リコール運動が発生…舛添都知事の親韓国路線が地方の過疎化を救う!?

舛添要一公式サイトより

 舛添要一都知事が就任から1年が経過した。1年間の舛添都政を検証してみると、石原・猪瀬路線と明らかに異なる独自色が打ち出されている。それが、東アジアを重視した都市外交政策だ。

 舛添都知事は就任以後、ロシアのソチやイギリス・ロンドンなどを相次いで視察している。これは2020年に開催予定の東京オリンピックの事前準備のためだが、舛添都知事が訪問した国には2008年にオリンピックを開催した中国や2018年に冬季オリンピックを開催予定の韓国なども含まれていた。

 保守系団体は舛添都知事の訪中・訪韓に反発。就任1年にあたる2月12日、リコール運動の解禁となるため、早速、リコール運動を開始している。リコールには13万人超の署名が必要となるため、実現は難しいとの見方が強い。とはいえ、リコール運動が起こったことは、今後の舛添都政に少なからず影響を与えるだろう。

 保守系団体が主張する「舛添都知事の親中・親韓路線」は都知事を解職させるほどの瑕疵にあたるだろうか? 石原都政でブレーンを務めた有識者はこう語る。

「中国や韓国、ロシアと領土問題を抱える我が国ですので、保守系の人たちは中国・韓国が関わると無条件に嫌悪感を露わにしがちです。近年になって中韓の国際的立場は向上し、世界の国々も中国・韓国の存在を重要視するようになっています。それでも、日本の方が国際的信用度は圧倒的に高く、いまでも日本に敬意を示す国が多い。だからこそ、日本は冷静にふるまい、根気よく世界の国々を説得して主張を広めるしかないのです」

年間30万人の観光客が対馬に

 年々、中国・韓国からの訪日外国人観光客は増加しているが、アベノミクスによる円安誘導でそれらは加速し大きな経済効果をもたらした。特に韓国人観光客なしでは成り立たない地方自治体がある。それが長崎県対馬市だ。

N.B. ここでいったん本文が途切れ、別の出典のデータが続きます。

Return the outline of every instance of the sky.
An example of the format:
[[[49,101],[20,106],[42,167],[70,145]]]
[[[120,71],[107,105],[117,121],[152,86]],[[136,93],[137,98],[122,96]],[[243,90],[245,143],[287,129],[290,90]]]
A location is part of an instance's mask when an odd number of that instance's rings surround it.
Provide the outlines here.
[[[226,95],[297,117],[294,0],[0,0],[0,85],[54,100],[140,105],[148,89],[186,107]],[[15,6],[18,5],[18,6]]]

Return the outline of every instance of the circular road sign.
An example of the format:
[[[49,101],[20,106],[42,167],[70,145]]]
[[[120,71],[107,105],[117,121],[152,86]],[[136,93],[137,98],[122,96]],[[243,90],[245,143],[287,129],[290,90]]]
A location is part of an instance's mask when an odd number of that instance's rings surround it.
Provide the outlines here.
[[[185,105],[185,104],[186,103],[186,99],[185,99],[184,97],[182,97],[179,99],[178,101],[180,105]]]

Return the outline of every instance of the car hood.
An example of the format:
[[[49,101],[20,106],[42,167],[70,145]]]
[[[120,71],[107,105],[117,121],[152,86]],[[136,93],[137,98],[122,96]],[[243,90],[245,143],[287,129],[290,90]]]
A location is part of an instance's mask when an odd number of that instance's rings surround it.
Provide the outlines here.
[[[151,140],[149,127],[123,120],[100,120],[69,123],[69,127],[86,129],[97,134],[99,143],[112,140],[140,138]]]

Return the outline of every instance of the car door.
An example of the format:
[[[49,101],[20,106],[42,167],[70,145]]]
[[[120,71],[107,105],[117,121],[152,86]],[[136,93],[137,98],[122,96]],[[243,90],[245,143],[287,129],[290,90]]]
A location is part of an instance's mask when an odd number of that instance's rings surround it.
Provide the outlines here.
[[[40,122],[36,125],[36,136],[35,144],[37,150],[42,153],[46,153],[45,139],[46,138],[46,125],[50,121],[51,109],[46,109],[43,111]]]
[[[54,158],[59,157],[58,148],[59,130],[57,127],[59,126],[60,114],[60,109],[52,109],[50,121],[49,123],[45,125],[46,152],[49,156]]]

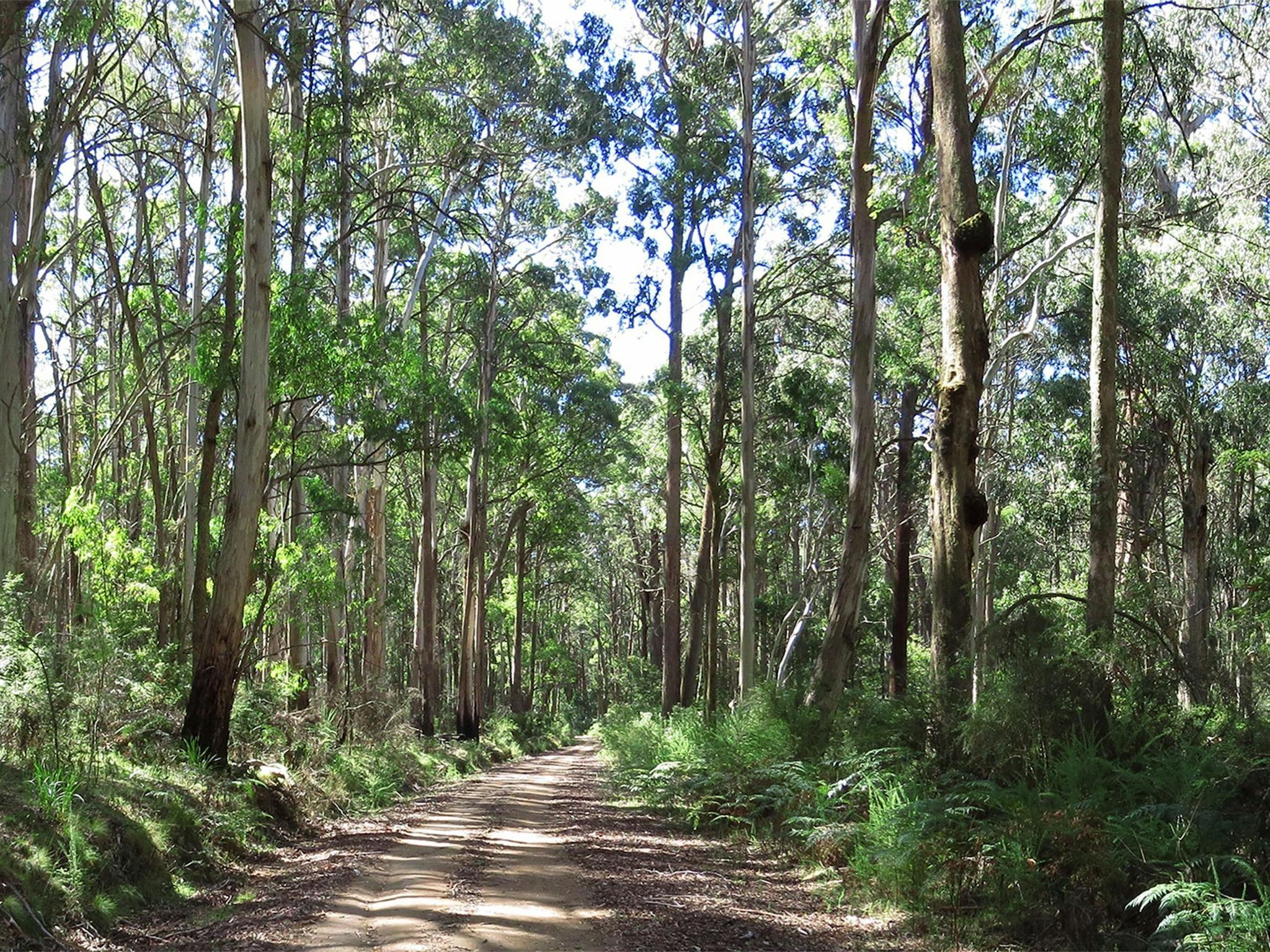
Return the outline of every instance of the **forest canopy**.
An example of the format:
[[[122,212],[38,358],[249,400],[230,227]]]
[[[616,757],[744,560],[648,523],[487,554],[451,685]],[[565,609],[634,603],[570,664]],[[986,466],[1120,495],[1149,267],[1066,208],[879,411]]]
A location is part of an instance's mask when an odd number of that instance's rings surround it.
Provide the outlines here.
[[[585,8],[0,4],[0,765],[594,725],[937,929],[1265,947],[1264,6]]]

 長崎県対馬市は韓国第二の都市・釜山とは約50キロメートルしか離れていない。文字通り、目と鼻の先にある。対馬と釜山の間には国際フェリーが毎日運航しており、年間30万人の韓国人観光客がやって来る。

「対馬に韓国人観光客が増えたのは、小泉構造改革の特区制度に認定された2003年からです。これにより韓国から対馬への渡航にビザが必要なくなったので手軽な外国旅行として韓国人から人気が出たのです。韓国人観光客はあっという間に10万人を突破し、過疎化の進む対馬にとって大きな経済効果を生んでいます。韓国人観光客なしでは、対馬島民は生きていけません」(対馬市市議会議員)

 対馬の中心市街地である厳原を歩けば、そこかしこで韓国人観光客を目撃できる。ネットでは、こうした光景を『対馬が韓国に占領されている!』と扇情的に書かれることも珍しくない。対馬への年間観光客は、韓国人が約30万。日本人は約1万人。約30倍もの差がある。韓国人観光客が目立つのは当たり前なのだ。先の有識者も長崎県の現状をこう説明する。

「中国漁船が尖閣諸島や小笠原諸島近海を侵犯したことは大きな話題になりましたが、実は長崎県の方が事態は深刻なのです。あまり報道されていませんが、五島列島でも中国漁船の領海侵犯が頻発しています。これらは過疎の島がターゲットなのです。そういう意味で、離島の経済を活性化させて過疎化させない仕組みを考えなければ日本の国土は守れません。韓国人観光客の落とす金で支えられているとはいえ、対馬は日本国民が生活している。それが領土を守ることにつながっているのです。私は舛添都政の親アジア戦略に必ずしも賛成していませんが、韓国との友好関係を深めることで離島を守る効果はあったと考えます」

 第二次安倍改造内閣は疲弊する地方にアベノミクスを浸透させようと“ローカルアベノミクス”を打ち出しているが、その恩恵は離島に届いていない。本来、対馬は日本の国土なのだから日本人が観光に行ったり、産業を興して対馬経済に貢献するのが最善策である。それがわかっていながら、対馬への日本人観光客は増える兆しが見えない。韓国人観光客に依存するしかないのだ。

 東京と対馬、遠く離れた地で交錯する韓国との関係。オリンピックを間近に控え、日本は東アジア諸国と融和を選ぶのか? それとも対立を選ぶのか? まるで『イソップ寓話』の北風と太陽のような話だが、総理大臣や都知事、そして主権者である私たちはどのような判断を下すべきなのだろうか。